In the intervening weeks since the data were collected, which is now more than a month ago, nothing has changed. Essentially, the situation has simply got worse.

The legal issue here, which is separate from anything the Famine Review Committee may say, is that there is prima facie evidence that Israel is committing the war crime of starvation; that it is destroying objects indispensable for the survival of the civilian population on a very large scale and in a reckless manner that is leading to enormous humanitarian suffering.

South Africa brought an application to the International Court of Justice on the grounds that it is plausible that Israel is committing genocide. And the specific issue here is that it is creating conditions of life calculated to make it impossible for people to survive, which is essentially the same act as the war crime of starvation. Maybe a different intent, but the outcome is exactly the same.
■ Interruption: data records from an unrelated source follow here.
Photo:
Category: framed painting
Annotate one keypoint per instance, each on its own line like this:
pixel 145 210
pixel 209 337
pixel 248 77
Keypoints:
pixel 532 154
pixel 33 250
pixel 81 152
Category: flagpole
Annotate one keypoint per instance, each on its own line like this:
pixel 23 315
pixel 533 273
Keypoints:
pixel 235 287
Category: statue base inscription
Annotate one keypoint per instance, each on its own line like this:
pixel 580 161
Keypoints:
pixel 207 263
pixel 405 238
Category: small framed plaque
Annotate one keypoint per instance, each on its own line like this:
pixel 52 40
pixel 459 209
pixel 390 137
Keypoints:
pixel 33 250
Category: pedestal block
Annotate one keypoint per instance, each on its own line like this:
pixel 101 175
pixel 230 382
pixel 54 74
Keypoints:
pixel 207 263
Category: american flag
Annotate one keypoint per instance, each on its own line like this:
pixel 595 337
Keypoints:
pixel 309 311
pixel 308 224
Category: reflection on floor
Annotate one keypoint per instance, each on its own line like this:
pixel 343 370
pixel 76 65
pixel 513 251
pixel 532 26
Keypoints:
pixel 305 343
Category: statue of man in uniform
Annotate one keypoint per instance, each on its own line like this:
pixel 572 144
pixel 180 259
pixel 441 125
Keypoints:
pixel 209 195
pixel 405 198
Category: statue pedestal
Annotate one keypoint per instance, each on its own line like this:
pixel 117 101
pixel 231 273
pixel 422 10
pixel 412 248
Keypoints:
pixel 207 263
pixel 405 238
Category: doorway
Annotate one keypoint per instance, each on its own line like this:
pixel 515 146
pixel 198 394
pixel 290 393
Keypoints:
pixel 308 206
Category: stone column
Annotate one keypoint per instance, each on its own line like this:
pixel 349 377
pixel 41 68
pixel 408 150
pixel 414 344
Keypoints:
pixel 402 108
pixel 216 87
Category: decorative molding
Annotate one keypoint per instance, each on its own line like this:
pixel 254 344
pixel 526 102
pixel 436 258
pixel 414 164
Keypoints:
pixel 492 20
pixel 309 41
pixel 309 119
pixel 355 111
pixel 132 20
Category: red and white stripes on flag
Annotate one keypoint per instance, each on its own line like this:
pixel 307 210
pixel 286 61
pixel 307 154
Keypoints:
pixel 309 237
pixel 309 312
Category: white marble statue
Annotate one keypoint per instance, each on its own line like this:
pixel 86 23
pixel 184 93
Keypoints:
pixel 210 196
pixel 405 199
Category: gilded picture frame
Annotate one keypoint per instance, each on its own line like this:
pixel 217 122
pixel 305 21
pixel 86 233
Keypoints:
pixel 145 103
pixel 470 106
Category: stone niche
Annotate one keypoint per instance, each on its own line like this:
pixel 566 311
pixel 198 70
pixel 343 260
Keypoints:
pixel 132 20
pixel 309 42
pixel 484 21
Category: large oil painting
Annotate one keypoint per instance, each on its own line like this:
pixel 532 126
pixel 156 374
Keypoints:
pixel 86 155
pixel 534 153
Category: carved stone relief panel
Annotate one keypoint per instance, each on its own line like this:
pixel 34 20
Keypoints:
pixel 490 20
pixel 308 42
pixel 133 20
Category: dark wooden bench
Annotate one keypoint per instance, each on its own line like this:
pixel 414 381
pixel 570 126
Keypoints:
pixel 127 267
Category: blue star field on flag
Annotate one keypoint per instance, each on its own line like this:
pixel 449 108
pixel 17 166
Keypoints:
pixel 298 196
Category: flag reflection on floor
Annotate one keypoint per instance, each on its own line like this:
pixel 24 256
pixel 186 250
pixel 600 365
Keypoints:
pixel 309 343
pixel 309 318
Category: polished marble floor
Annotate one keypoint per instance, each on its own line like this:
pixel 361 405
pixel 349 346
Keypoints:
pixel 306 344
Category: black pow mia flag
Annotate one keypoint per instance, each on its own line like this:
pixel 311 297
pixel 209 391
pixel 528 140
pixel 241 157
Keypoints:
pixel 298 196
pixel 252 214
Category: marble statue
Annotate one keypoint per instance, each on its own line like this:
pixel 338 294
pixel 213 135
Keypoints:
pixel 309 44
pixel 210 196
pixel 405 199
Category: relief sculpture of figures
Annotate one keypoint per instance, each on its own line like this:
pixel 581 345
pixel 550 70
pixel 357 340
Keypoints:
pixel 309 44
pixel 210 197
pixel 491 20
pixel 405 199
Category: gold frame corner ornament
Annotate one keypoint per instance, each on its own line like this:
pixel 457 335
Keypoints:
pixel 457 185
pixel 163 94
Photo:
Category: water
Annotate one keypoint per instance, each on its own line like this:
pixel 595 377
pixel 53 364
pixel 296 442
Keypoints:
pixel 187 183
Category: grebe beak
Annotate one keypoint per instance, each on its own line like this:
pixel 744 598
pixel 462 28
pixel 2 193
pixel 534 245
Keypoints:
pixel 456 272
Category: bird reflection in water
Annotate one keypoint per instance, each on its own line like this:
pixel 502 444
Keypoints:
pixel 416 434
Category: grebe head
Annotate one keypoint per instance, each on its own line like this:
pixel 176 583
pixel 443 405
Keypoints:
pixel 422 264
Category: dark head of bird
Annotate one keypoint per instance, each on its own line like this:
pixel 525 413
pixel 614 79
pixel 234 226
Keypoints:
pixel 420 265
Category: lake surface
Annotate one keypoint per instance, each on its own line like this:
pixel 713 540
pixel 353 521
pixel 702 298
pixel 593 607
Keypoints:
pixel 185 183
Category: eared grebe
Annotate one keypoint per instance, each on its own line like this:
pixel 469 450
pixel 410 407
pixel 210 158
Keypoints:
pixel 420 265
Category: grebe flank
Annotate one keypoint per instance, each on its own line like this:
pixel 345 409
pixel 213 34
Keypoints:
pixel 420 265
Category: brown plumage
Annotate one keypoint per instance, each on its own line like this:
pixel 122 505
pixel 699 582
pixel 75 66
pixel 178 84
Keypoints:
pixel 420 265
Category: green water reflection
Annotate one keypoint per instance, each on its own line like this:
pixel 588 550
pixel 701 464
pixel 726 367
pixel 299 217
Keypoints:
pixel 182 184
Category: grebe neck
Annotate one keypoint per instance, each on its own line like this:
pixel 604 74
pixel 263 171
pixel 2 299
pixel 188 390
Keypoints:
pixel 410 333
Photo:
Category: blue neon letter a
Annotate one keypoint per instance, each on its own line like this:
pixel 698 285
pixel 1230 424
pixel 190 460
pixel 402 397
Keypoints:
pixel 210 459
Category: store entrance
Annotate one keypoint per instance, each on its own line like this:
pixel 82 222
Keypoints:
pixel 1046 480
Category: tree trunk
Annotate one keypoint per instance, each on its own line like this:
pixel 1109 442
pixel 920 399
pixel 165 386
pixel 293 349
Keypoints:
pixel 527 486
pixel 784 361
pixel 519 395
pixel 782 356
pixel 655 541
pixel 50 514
So whatever happens, there is a distinct possibility of Israel being liable for violations of international humanitarian law, international criminal law, and even the Genocide Convention that lead to mass starvation. The countries that are arming Israel, including the United States, may be accomplices in such a crime.

The New Humanitarian: We are getting close to the beginning of February, when the IPC said that it expected the entire population of Gaza to be at crisis levels of hunger or worse. Do you think there will be another review and possibly the finding that famine is taking place in Gaza? And do you think that would change anything?

De Waal: It will be difficult for there to be a second review if active hostilities continue. There was a pause in hostilities for hostages to be released and for a modest amount of humanitarian aid to come in, which allowed for data to be collected. It’s going to be more and more difficult to collect data as the level of destruction continues.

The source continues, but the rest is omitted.